Pour y mettre de l'ordre, continue M. Bonvin, on pourrait simplement «faire confiance à l'entrepreneur», lequel aurait, en théorie, intérêt à choyer son personnel pour obtenir un bon travail. Mais cette idée provoque un gros chahut des ouvriers de la Boillat: «Y'a rien de ce que vous dites qui est juste chez nous.» Et les travailleurs d'expliquer que certains licenciés passent leur délai de congé sans même disposer d'un poste de travail, à se tourner les pouces et en équipe de nuit. Un autre employé a reçu une lettre d'avertissement pour avoir simplement parlé à des journalistes, révèle une femme. Tabler dès lors sur la responsabilité sociale de l'employeur passe donc fort mal à leurs yeux.
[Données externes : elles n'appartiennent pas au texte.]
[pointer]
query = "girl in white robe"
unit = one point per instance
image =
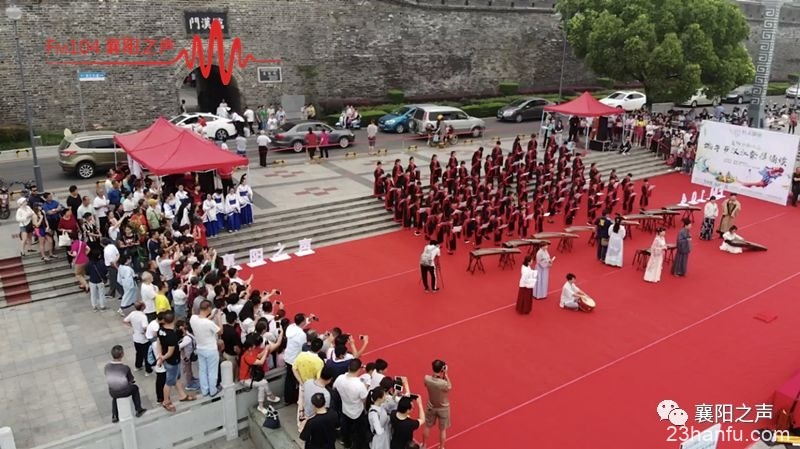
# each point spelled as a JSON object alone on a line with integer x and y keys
{"x": 245, "y": 194}
{"x": 232, "y": 211}
{"x": 656, "y": 261}
{"x": 210, "y": 216}
{"x": 616, "y": 236}
{"x": 219, "y": 201}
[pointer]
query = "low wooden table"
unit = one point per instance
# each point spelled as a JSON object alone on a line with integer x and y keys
{"x": 647, "y": 221}
{"x": 582, "y": 228}
{"x": 476, "y": 256}
{"x": 687, "y": 210}
{"x": 532, "y": 244}
{"x": 667, "y": 215}
{"x": 642, "y": 256}
{"x": 564, "y": 242}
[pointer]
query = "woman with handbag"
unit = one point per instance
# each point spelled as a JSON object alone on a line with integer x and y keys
{"x": 41, "y": 229}
{"x": 79, "y": 253}
{"x": 253, "y": 368}
{"x": 67, "y": 232}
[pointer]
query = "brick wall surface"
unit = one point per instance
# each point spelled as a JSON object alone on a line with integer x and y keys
{"x": 329, "y": 49}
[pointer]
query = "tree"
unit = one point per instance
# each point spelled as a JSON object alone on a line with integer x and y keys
{"x": 673, "y": 47}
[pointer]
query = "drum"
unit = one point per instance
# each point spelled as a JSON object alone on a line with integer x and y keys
{"x": 586, "y": 304}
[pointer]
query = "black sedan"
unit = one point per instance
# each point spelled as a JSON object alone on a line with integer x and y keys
{"x": 292, "y": 135}
{"x": 530, "y": 108}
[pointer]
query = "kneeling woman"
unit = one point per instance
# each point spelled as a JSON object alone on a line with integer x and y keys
{"x": 728, "y": 238}
{"x": 527, "y": 282}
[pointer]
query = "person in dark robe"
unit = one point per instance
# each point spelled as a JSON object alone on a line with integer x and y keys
{"x": 679, "y": 265}
{"x": 378, "y": 185}
{"x": 602, "y": 225}
{"x": 644, "y": 200}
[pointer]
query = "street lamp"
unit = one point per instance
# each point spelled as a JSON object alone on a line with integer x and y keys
{"x": 14, "y": 13}
{"x": 557, "y": 16}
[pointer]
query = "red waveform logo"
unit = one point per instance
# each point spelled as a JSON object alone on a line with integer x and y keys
{"x": 201, "y": 56}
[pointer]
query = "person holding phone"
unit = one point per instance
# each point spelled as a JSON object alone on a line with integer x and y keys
{"x": 438, "y": 409}
{"x": 428, "y": 262}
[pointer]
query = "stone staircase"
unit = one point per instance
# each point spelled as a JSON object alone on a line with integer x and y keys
{"x": 29, "y": 279}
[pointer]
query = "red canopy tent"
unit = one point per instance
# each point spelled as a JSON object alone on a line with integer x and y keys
{"x": 584, "y": 106}
{"x": 166, "y": 149}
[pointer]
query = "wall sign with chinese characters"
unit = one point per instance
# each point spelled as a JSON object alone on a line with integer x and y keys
{"x": 748, "y": 161}
{"x": 270, "y": 75}
{"x": 199, "y": 22}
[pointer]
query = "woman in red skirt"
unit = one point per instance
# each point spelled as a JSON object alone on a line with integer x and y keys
{"x": 526, "y": 283}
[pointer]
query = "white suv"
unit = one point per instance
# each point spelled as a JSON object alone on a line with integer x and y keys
{"x": 427, "y": 115}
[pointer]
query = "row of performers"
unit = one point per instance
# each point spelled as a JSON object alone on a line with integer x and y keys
{"x": 461, "y": 206}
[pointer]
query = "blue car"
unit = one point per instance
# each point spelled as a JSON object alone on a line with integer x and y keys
{"x": 397, "y": 121}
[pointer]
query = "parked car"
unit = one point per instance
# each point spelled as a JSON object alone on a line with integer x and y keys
{"x": 88, "y": 153}
{"x": 742, "y": 94}
{"x": 792, "y": 91}
{"x": 462, "y": 123}
{"x": 530, "y": 108}
{"x": 217, "y": 128}
{"x": 700, "y": 98}
{"x": 626, "y": 100}
{"x": 292, "y": 135}
{"x": 397, "y": 121}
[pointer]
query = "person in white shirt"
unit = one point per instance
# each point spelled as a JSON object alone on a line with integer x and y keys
{"x": 24, "y": 219}
{"x": 245, "y": 194}
{"x": 729, "y": 237}
{"x": 710, "y": 214}
{"x": 249, "y": 119}
{"x": 85, "y": 208}
{"x": 241, "y": 145}
{"x": 295, "y": 339}
{"x": 111, "y": 258}
{"x": 222, "y": 109}
{"x": 272, "y": 122}
{"x": 206, "y": 334}
{"x": 570, "y": 294}
{"x": 100, "y": 205}
{"x": 179, "y": 299}
{"x": 148, "y": 292}
{"x": 353, "y": 392}
{"x": 428, "y": 263}
{"x": 137, "y": 320}
{"x": 527, "y": 282}
{"x": 262, "y": 141}
{"x": 372, "y": 135}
Prendre son destin en mains


Un autre moyen de pacifier la production pourrait provenir des «actionnaires éthiques», reprend alors Jean-Michel Bonvin. Mais cet actionnariat «socialement responsable» est très minoritaire, concède le sociologue, «son impact est faible et il construit davantage son image sur la défense de la nature que celle des salariés».
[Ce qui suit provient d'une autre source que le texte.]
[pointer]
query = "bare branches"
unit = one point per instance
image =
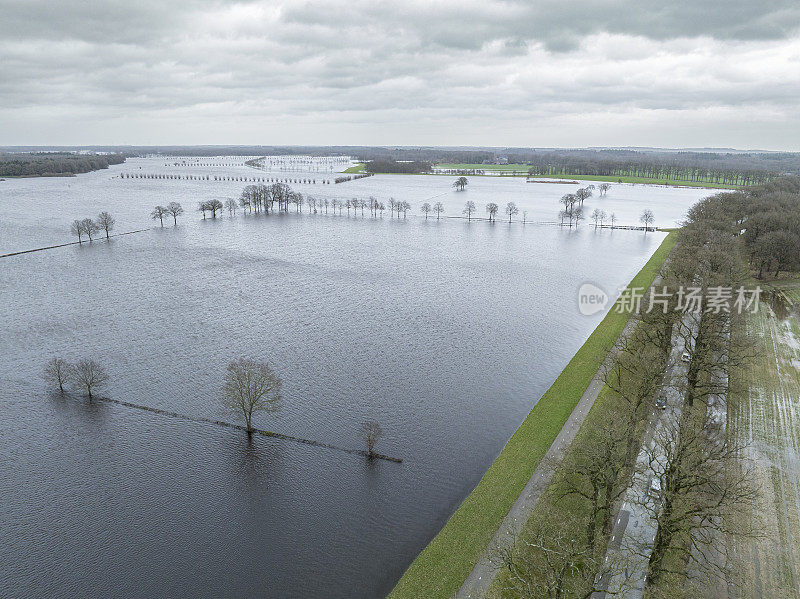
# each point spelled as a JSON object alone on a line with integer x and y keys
{"x": 371, "y": 431}
{"x": 251, "y": 386}
{"x": 89, "y": 376}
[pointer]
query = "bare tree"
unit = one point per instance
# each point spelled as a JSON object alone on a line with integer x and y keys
{"x": 511, "y": 210}
{"x": 106, "y": 222}
{"x": 57, "y": 371}
{"x": 89, "y": 375}
{"x": 214, "y": 205}
{"x": 251, "y": 386}
{"x": 372, "y": 431}
{"x": 159, "y": 212}
{"x": 90, "y": 227}
{"x": 582, "y": 194}
{"x": 647, "y": 219}
{"x": 705, "y": 481}
{"x": 550, "y": 560}
{"x": 76, "y": 228}
{"x": 469, "y": 208}
{"x": 175, "y": 209}
{"x": 230, "y": 205}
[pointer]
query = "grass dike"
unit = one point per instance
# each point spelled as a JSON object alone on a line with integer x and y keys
{"x": 442, "y": 567}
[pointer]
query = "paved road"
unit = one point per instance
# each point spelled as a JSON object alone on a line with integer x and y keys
{"x": 635, "y": 529}
{"x": 480, "y": 579}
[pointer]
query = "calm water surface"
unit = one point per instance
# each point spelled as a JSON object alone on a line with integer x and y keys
{"x": 446, "y": 332}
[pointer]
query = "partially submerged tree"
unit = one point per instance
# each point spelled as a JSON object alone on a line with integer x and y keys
{"x": 511, "y": 210}
{"x": 175, "y": 209}
{"x": 491, "y": 209}
{"x": 469, "y": 208}
{"x": 106, "y": 222}
{"x": 647, "y": 219}
{"x": 90, "y": 227}
{"x": 230, "y": 205}
{"x": 159, "y": 212}
{"x": 251, "y": 386}
{"x": 88, "y": 375}
{"x": 57, "y": 372}
{"x": 214, "y": 206}
{"x": 76, "y": 228}
{"x": 461, "y": 183}
{"x": 372, "y": 431}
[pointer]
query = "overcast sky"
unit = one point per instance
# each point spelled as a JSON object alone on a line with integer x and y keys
{"x": 668, "y": 73}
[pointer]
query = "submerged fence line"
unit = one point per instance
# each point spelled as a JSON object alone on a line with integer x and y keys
{"x": 51, "y": 247}
{"x": 257, "y": 431}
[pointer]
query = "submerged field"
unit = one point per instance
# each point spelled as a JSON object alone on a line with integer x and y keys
{"x": 446, "y": 332}
{"x": 522, "y": 169}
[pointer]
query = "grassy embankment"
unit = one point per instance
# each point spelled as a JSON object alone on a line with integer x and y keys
{"x": 523, "y": 168}
{"x": 764, "y": 410}
{"x": 445, "y": 563}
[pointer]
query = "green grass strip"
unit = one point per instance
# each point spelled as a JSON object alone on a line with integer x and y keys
{"x": 443, "y": 566}
{"x": 523, "y": 170}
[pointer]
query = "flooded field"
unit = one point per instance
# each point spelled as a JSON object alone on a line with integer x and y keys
{"x": 446, "y": 332}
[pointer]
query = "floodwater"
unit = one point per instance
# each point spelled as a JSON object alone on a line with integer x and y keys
{"x": 445, "y": 332}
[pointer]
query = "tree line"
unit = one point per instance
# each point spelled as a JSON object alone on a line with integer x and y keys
{"x": 40, "y": 164}
{"x": 92, "y": 227}
{"x": 249, "y": 387}
{"x": 706, "y": 495}
{"x": 689, "y": 167}
{"x": 388, "y": 165}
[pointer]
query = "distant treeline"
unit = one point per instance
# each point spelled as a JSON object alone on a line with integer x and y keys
{"x": 52, "y": 164}
{"x": 770, "y": 218}
{"x": 393, "y": 166}
{"x": 700, "y": 167}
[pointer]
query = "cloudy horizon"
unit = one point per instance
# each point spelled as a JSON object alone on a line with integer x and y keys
{"x": 526, "y": 74}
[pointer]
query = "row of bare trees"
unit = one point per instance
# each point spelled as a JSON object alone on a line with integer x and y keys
{"x": 250, "y": 387}
{"x": 707, "y": 492}
{"x": 92, "y": 227}
{"x": 84, "y": 375}
{"x": 173, "y": 209}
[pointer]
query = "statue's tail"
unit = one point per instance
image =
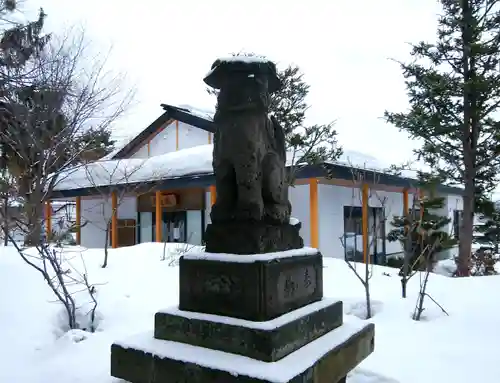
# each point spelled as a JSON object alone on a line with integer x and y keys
{"x": 279, "y": 138}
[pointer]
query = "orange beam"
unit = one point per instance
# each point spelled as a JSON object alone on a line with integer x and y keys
{"x": 78, "y": 220}
{"x": 114, "y": 220}
{"x": 364, "y": 216}
{"x": 421, "y": 195}
{"x": 406, "y": 209}
{"x": 176, "y": 135}
{"x": 158, "y": 216}
{"x": 313, "y": 211}
{"x": 153, "y": 135}
{"x": 48, "y": 220}
{"x": 213, "y": 195}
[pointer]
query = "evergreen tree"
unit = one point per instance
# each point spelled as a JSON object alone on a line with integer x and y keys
{"x": 454, "y": 92}
{"x": 308, "y": 144}
{"x": 490, "y": 228}
{"x": 422, "y": 234}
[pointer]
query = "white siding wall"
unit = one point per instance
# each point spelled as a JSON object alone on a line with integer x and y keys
{"x": 96, "y": 213}
{"x": 331, "y": 202}
{"x": 165, "y": 141}
{"x": 189, "y": 136}
{"x": 299, "y": 197}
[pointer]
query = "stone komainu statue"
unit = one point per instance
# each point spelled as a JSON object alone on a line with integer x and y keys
{"x": 249, "y": 156}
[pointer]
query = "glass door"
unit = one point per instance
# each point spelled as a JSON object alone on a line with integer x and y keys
{"x": 174, "y": 226}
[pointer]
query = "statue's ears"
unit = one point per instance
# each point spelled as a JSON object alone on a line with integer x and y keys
{"x": 223, "y": 68}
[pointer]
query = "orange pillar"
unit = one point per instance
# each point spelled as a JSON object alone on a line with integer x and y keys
{"x": 114, "y": 220}
{"x": 421, "y": 195}
{"x": 406, "y": 209}
{"x": 78, "y": 220}
{"x": 48, "y": 220}
{"x": 313, "y": 211}
{"x": 176, "y": 135}
{"x": 158, "y": 221}
{"x": 364, "y": 221}
{"x": 213, "y": 195}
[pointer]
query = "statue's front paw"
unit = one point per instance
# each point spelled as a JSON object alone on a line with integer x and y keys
{"x": 250, "y": 212}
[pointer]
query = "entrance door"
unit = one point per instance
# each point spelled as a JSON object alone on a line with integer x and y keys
{"x": 174, "y": 226}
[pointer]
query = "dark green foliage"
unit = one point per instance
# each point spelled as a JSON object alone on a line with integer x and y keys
{"x": 453, "y": 87}
{"x": 310, "y": 144}
{"x": 422, "y": 236}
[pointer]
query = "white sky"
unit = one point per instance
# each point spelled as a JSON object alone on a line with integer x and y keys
{"x": 343, "y": 47}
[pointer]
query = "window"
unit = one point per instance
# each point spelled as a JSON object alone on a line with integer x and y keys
{"x": 353, "y": 220}
{"x": 415, "y": 213}
{"x": 457, "y": 222}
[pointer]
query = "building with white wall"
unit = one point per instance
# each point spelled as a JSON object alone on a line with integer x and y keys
{"x": 159, "y": 186}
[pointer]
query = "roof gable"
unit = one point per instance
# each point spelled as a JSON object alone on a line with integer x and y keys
{"x": 171, "y": 114}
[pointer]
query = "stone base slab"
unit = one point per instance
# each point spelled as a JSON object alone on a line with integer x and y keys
{"x": 267, "y": 341}
{"x": 328, "y": 359}
{"x": 251, "y": 237}
{"x": 256, "y": 287}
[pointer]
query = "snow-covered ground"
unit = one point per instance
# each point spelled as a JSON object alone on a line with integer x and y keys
{"x": 460, "y": 348}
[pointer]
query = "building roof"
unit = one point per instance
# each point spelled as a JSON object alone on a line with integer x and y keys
{"x": 193, "y": 167}
{"x": 185, "y": 113}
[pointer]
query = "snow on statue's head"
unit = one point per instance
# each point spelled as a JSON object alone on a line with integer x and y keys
{"x": 243, "y": 82}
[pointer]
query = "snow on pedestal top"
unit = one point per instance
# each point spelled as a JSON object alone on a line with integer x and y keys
{"x": 264, "y": 326}
{"x": 250, "y": 258}
{"x": 278, "y": 372}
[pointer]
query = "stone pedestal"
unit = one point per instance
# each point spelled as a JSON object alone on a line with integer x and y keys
{"x": 252, "y": 237}
{"x": 247, "y": 318}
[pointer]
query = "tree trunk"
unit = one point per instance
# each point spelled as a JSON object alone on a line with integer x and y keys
{"x": 6, "y": 219}
{"x": 105, "y": 263}
{"x": 469, "y": 141}
{"x": 33, "y": 213}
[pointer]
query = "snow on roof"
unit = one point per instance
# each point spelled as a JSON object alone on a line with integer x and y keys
{"x": 196, "y": 160}
{"x": 364, "y": 161}
{"x": 120, "y": 145}
{"x": 202, "y": 113}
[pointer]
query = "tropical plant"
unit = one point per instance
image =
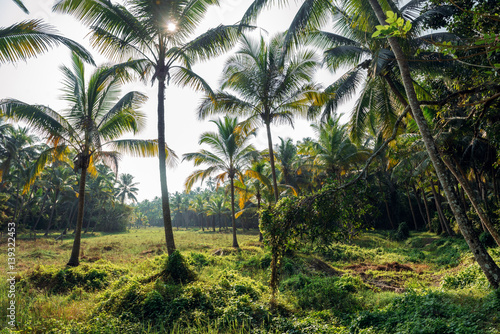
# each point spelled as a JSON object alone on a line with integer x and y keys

Reste alors une possibilité de réguler la production par la mise en place de «contre-pouvoirs» au sein des entreprises, enchaîne le professeur. Ce qui parlait déjà plus aux ex-grévistes de la Boillat. Mais à nouveau, «ce genre de droits des salariés –participation, consultation, codécision– est limité dans la loi suisse», reconnaît M. Bonvin.


De nouveaux droits

D'où l'écho positif, chez les «Boillat», de la pétition demandant un droit de préemption des collectivités publiques sur les actions de Swissmetal. «Tout ce que fait la direction est légal, soutient une épouse de gréviste, nous devons aussi agir au niveau politique pour accroître nos droits.»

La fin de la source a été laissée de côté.